Physics-Informed Neural Networks: Unlocking Next-Gen Scientific Computing and Real-World Applications

Latest 50 papers on physics-informed neural networks: Dec. 27, 2025

Physics-Informed Neural Networks (PINNs) are rapidly transforming how we solve complex scientific and engineering problems. By embedding the fundamental laws of physics directly into neural network architectures and loss functions, PINNs offer a powerful alternative to traditional numerical methods, particularly for partial differential equations (PDEs), inverse problems, and real-time simulations. This exciting convergence of AI and physical sciences is pushing the boundaries of what’s possible, as evidenced by a recent surge of innovative research.

The Big Idea(s) & Core Innovations

Recent advancements in PINNs are primarily driven by efforts to enhance their accuracy, robustness, efficiency, and applicability to more challenging problems.
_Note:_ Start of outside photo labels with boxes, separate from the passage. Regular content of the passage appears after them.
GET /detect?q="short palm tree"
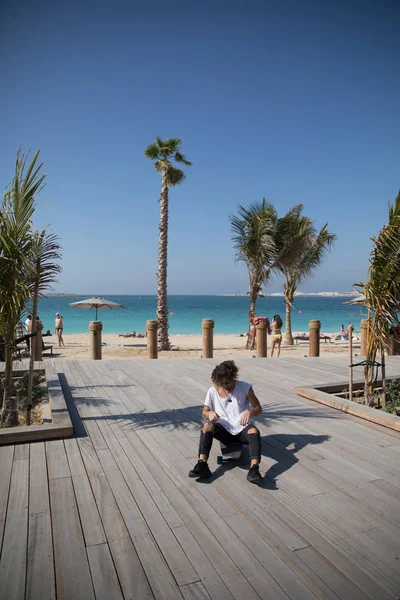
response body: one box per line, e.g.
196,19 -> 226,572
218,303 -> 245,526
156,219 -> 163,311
230,198 -> 277,346
145,137 -> 192,350
26,230 -> 61,425
355,192 -> 400,406
0,151 -> 45,425
275,204 -> 336,345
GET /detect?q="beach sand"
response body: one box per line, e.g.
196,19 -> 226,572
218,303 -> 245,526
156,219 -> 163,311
44,333 -> 359,360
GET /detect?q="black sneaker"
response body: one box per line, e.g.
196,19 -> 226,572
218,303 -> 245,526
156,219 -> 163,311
189,460 -> 212,478
247,465 -> 263,485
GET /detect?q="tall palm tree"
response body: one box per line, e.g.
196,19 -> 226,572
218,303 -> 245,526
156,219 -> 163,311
275,204 -> 336,345
230,198 -> 277,346
26,230 -> 61,425
355,192 -> 400,406
145,137 -> 192,350
0,151 -> 46,425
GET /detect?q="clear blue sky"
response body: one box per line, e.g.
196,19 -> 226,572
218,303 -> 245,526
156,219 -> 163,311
0,0 -> 400,295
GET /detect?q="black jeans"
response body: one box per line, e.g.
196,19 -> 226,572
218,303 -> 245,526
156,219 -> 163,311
199,423 -> 261,461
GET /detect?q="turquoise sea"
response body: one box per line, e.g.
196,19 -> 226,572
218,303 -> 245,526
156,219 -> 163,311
34,295 -> 364,334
A key theme across many papers is tackling the inherent difficulties of PINNs, such as spectral bias, handling discontinuities, and enforcing boundary conditions.

For instance, the Alternating Easy-Hard PINN (AEH-PINN) method, proposed by Zhaoqian Gao and Min Yang from the School of Mathematics and Information Sciences, Yantai University, in their paper “More Consistent Accuracy PINN via Alternating Easy-Hard Training”, introduces a hybrid training strategy that dynamically balances sample difficulty. This significantly improves accuracy, achieving relative L2 errors as low as O(10⁻⁵) to O(10⁻⁶) across diverse PDEs. Complementing this, the paper “FG-PINNs: A neural network method for solving nonhomogeneous PDEs with high frequency components” by J. Zheng et al. addresses spectral bias by using dual subnetworks to handle high- and low-frequency components separately, demonstrating superior convergence.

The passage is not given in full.